Moim zdaniem ta sytuacja na razie się nie zmieni. Nie podam teraz konkretnych spółek, które zejdą z giełdy, ale będą to raczej klasyczne biznesy z szeroko rozumianego przemysłu. Zwracam uwagę, że z GPW schodzą firmy, które są w dobrej sytuacji, a nie w złej. I nie te, które są przesadnie zadłużone, tylko raczej takie, które generują sporo gotówki. Oczywiście, ryzyko w przypadku tych firm podejmuje właściciel lub fundusz, które je zdejmuje, ale na ten moment te firmy jak najbardziej się bronią. Cierpią one jedynie na stosunkowo niskie wyceny, a to pochodna tego, co się dzieje na całym rynku.
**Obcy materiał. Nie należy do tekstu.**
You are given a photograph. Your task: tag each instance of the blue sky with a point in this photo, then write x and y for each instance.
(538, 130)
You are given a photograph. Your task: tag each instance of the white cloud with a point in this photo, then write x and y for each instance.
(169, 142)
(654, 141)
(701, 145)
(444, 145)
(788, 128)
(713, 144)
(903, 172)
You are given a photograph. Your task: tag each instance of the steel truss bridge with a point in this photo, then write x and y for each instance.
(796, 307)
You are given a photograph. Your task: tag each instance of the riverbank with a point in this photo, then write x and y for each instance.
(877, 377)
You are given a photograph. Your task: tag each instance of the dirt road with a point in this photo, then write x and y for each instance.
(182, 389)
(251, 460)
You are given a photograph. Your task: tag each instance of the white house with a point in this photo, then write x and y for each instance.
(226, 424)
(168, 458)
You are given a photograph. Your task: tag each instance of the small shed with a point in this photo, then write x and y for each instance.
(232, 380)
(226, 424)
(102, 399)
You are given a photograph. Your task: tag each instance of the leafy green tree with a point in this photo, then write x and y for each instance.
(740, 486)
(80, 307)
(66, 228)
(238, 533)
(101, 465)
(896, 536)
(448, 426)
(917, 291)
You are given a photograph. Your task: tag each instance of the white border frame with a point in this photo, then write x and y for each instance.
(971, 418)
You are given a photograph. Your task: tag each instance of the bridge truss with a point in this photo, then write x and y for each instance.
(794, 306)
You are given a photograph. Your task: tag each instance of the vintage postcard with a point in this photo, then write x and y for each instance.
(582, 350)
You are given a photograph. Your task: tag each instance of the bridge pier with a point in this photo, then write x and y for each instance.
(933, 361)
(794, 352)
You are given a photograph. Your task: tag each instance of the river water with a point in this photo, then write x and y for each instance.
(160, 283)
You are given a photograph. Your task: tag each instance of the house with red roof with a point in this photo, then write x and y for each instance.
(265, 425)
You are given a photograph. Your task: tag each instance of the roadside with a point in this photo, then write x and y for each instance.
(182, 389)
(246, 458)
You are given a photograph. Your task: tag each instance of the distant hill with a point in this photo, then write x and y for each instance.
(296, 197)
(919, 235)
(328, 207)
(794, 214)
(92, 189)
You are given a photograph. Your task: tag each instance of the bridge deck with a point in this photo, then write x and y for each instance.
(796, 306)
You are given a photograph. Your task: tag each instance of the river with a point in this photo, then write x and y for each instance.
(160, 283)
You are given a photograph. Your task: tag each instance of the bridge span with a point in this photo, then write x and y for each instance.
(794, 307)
Jeżeli mielibyśmy kilkanaście kolejnych prób zejścia spółek z giełdy w ciągu kilku najbliższych miesięcy, to nie będzie mnie to dziwić.

Co więcej, uważam, że to akurat jest dobra informacja, z kilku powodów. Po pierwsze, w stosunku do płynności i obrotów na naszym rynku, mamy na giełdzie za dużo spółek. Wolałbym mieć ich mniej , ale takich, które za to mają większy free float, kapitalizację i płynność, żeby mieć się na czym koncentrować. Po drugie, jest takie powiedzenie: z niewolnika nie ma pracownika. Jeśli ktoś chce zejść z giełdy, bo uważa, że nie potrzebuje kapitału lub ten rynek mu nic nie daje i go tylko ogranicza w prowadzeniu biznesu, to wtedy ta spółka zrobi wszystko, żeby osiągnąć ten cel. Inwestorzy mogą co najwyżej dobrze targować się o cenę wyjścia.

Zobacz także: Wojciech Iwaniuk, prezes Inner Value - "Na polskiej giełdzie nie ma już miejsca dla słabych spółek"

Na jesieni resort finansów ma zamiar zaprezentować strategię dla rynku kapitałowego. Jakie są pana oczekiwania względem tego dokumentu?

Na pewno strategia dla rynku kapitałowego powinna być opracowana przez różne instytucje, jak GPW, KNF, MF czy NBP. Bo giełda jest tak naprawdę platformą infrastrukturalną i potrzebna jest współpraca z regulatorami, których wymieniłem. Moim zdaniem, nasz rynek kapitałowy nie ma problemów z infrastrukturą, ale z takimi kwestiami, jak przyszłość OFE, PPK czy regulacjami dotyczącymi corporate governance oraz poszanowaniem praw inwestorów mniejszościowych. I tym powinni się zająć sami regulatorzy. Na pewno ciekawym pomysłem giełdy z przeszłości było zachęcanie emitentów z krajów sąsiednich do upubliczniania się na polskiej giełdzie. To cały czas jest dobrym pomysłem, ale tak długo, jak polski rynek jako całość nie będzie popularny i nie będzie miał płynności, to te działania nie będą skuteczne.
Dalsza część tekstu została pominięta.